The long lacuna in confirming a permanent IHS director left the Native peoples particularly vulnerable—when the COVID-19 pandemic essentially worsened the existing problems they faced, such as diabetes mellitus and cancer. Life expectancy for Native people fell by more than 6 years between 2019 and 2021, to 65 years, compared with the US average of 76 years.
Without a full-time IHS leader, the National Council of Urban Indian Health said in a statement, tribal nations and other Native health care providers struggled to raise and address the issues they were facing amid the pandemic. “Since the resignation of Rear Admiral Weahkee, there have been countless requests from Indian Country calling on Congress and the Administration to nominate a new IHS director to address the growing health disparities experienced by AI/ANs.”
Tso laid out her priorities in her May testimony: creating a more unified health care system using the latest technology to develop centralized systems; improving accountability, transparency, and patient safety; addressing workforce needs and challenges, improving recruitment and retention.
Meeting her goals, she noted, would take “strong partnerships and communication with our Tribal partners…. Each tribe has unique needs, and those needs cannot be met if you do not understand them.”
Last year, President Joseph R. Biden asked Congress to significantly increase IHS funding, but his proposal was cut to $400 million. “For years, IHS has been funded at a rate that is far below its level of need, and the results of this historical neglect can be seen in the disparities in health outcomes for AI/AN people,” William Smith, Valdez Native Tribe, Chairman of the National Indian Health Board (NIHB), wrote to the Senate Committee on Indian Affairs, on the topic of the next IHS director. “Perhaps one of the greatest challenges facing the [Indian, tribal and urban] system is the chronic and severe underfunding and budgetary instability for health care and public health services infrastructure and delivery. Since its creation in 1955, IHS has been chronically underfunded, with annual appropriations never exceeding 50% of demonstrated need. This underfunding has contributed to substandard investment in health delivery systems, some of the worst health disparities among any US population and a severe lack of public health infrastructure and services for our people. At the start of the COVID-19 pandemic these vulnerabilities were starkly exposed and while Congress moved decisively to invest into Tribal health and public health, the new Director must work to maintain these one-time investments.”
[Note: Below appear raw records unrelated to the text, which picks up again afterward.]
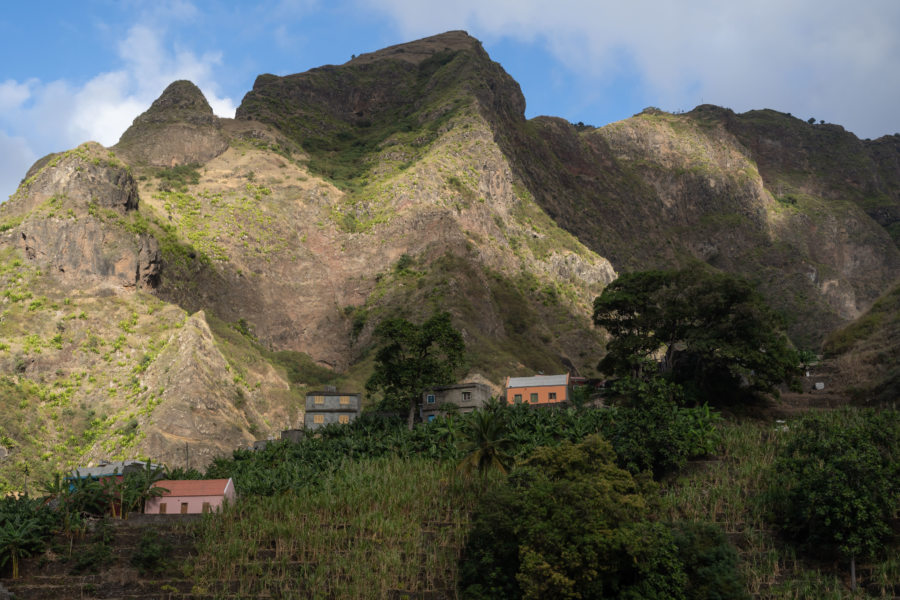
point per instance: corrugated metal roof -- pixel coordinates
(538, 380)
(193, 487)
(107, 469)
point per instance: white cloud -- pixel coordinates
(40, 117)
(825, 58)
(13, 94)
(17, 158)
Stacy Bohlen, NIHB chief executive, told The Oklahoman that tribal leaders will look to Tso to press Congress for more money and to secure mandatory full funding for IHS—in contrast with the current annual appropriations, where Congress includes IHS in much larger budget bills. “When those bills stall, so does the money tribal clinics need to pay employees and suppliers,” making it hard to recruit and retain employees. “In the Indian Health System,” Bohlen says, “we simply can’t afford that kind of vulnerability.”
Securing advance appropriations and, ultimately, full mandatory funding for IHS, Smith wrote in his letter to the Senate committee, “fulfills the commitment made to our people generations ago and breaks down the systemic healthcare funding inequities the federal government tolerates for Tribes.”
Tso emphasized her intent to “improve the physical, mental, social, and spiritual health and well-being of all American Indians and Alaskan Natives served by the Agency.” Tso “understands the healthcare needs that many first people of this country deal with,” President Nez said. “Her work ethic, value system and approach to problem solving demonstrates the resilience of Indigenous peoples and the commitment to combat the systemic inequities that impact tribal nations.”